Typical for European environmental law is that compared to other EC policy fields it is exceptionally much based on commonly accepted principles, which have been given greater legitimacy by including them in the EC Treaty with the Single European Act (1986). The Treaty listed four principles. It provided that preventive action should be taken, that environmental damage should as a priority be rectified at source  (proximity principle), and that the polluter should pay. Article 130r (2) of the Treaty also states that environmental protection requirements shall be a component of the Community’s other policies. The single European Act also introduced Article 100a according to which the Commission must take as a basis for its proposals a high level of protection. The Maastricht Treaty refined the list of principles and also introduced a further principle , the so-called precautionary principle.

 

Many of these principles are controversial. The polluter pays principle for instance was first introduced as an economic principle and is according to legal specialists not clear enough to be used directly as a legal principle (Ekroos 1998).

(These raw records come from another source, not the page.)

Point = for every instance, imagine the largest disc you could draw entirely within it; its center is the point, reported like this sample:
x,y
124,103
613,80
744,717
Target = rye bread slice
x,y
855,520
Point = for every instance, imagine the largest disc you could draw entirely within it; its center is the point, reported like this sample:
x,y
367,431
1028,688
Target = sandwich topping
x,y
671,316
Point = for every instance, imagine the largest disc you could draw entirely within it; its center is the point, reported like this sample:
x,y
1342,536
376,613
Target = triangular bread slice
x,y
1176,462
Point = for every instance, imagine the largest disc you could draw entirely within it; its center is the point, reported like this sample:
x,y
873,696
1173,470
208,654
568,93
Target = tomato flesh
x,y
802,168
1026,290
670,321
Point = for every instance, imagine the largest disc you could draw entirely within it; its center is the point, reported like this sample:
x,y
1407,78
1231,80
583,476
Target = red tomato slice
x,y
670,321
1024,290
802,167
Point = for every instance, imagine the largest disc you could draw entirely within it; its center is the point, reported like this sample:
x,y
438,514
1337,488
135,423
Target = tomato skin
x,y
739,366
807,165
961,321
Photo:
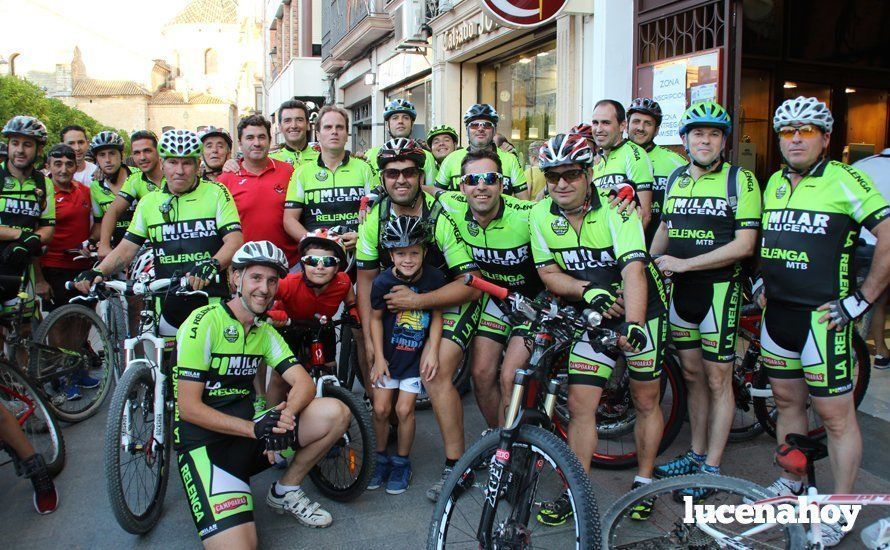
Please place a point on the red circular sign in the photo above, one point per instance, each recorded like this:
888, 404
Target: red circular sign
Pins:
524, 13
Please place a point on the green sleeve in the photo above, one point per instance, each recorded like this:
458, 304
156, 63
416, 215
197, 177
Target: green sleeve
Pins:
749, 206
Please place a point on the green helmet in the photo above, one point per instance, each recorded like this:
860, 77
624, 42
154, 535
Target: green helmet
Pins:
707, 114
442, 129
180, 144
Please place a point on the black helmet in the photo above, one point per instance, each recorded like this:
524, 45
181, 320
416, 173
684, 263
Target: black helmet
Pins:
403, 231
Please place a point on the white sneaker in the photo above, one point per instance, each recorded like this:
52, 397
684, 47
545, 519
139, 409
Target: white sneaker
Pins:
297, 504
877, 535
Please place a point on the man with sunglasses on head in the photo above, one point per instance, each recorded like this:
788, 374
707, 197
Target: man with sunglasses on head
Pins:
812, 213
709, 225
591, 255
191, 224
399, 161
481, 121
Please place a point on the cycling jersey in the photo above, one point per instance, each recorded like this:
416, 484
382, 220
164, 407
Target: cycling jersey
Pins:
293, 157
627, 163
329, 198
702, 215
449, 172
190, 232
810, 233
664, 162
430, 169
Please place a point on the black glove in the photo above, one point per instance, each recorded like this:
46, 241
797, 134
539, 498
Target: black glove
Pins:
635, 334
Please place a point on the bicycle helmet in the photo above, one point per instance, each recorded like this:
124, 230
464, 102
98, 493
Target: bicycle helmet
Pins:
327, 239
803, 110
399, 106
27, 126
584, 130
565, 149
482, 111
403, 231
646, 106
106, 140
400, 149
211, 131
442, 129
180, 144
707, 114
261, 253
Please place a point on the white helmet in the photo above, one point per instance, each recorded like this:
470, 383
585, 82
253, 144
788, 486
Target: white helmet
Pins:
803, 110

Strictly applied this principle should not permit either EU environmental funds or any state investments on polluted environment. Enterprises also claim that if they were forced to take all the environmental effects into consideration, their competition ability compared to other countries would decline. In practice implementing the principles is balancing between different interests.

 

With the present action programme the environmental law of the European Union is now going through a period of reform. Old directives are replaced with new ones, joint together and so on. The EU is now working on coordinating environmental policy with other EU policies (competition, transports etc.)  In water policy this development has advanced with a new Water Framework Directive which takes a combined approach. On the source side, it required that as part of the basic measures to be taken in the river basin, all existing technology-driven source-based controls must be implemented as a first step. But it also sets out a framework for developing further such controls. The framework comprises the development of a list of priority substances for action at EU level, prioritised on the basis of risk; and then the design of the most cost-effective set of measures to achieve load reduction of those substances, taking into account both product and process sources (Introduction … 10/04/2002).

 

On the effects side, the framework directive co-ordinates all the environmental objectives in existing legislation, and provides a new overall objective of good status for all waters and requires that where the measures taken on the source side are not sufficient to achieve these objectives, additional ones are required. The framework directive replaced seven of the so called first wave directives (surface water, on measurement methods and sampling frequencies, exchange of information on fresh water quality, the fish directive, shellfish water and groundwater directives as well as the directive on dangerous substances discharges).

 

Except for requiring a river basin management plan, the framework directive focuses on the need for public participation and balancing the interests of different groups (citizens, interested parties, NGOs). The most important innovation of the directive is the introduction of pricing. Member states will be required to ensure that the price charged to water consumers - such as for the abstraction and distribution of fresh water and the collection and treatment of waste water - reflects the true costs. Whereas this principle has a long tradition in some countries, this is currently not the case in others. However, deviations will be possible, e.g. in less favoured areas  or to provide basic services at an affordable price (Introduction … 20/04/2002).

 

In trying to limit air pollution on the global level, the EU has started to apply the limits of the Kyoto Protocol and is experimenting also emissions trading, joint implementation (Article 6) and Clean Development Mechanism (Article 12) with pilot projects. These mechanisms of the Kyoto Protocol might open up new possibilities for the transition countries to close down production units with environmentally harmful technology and invest in more advanced technology.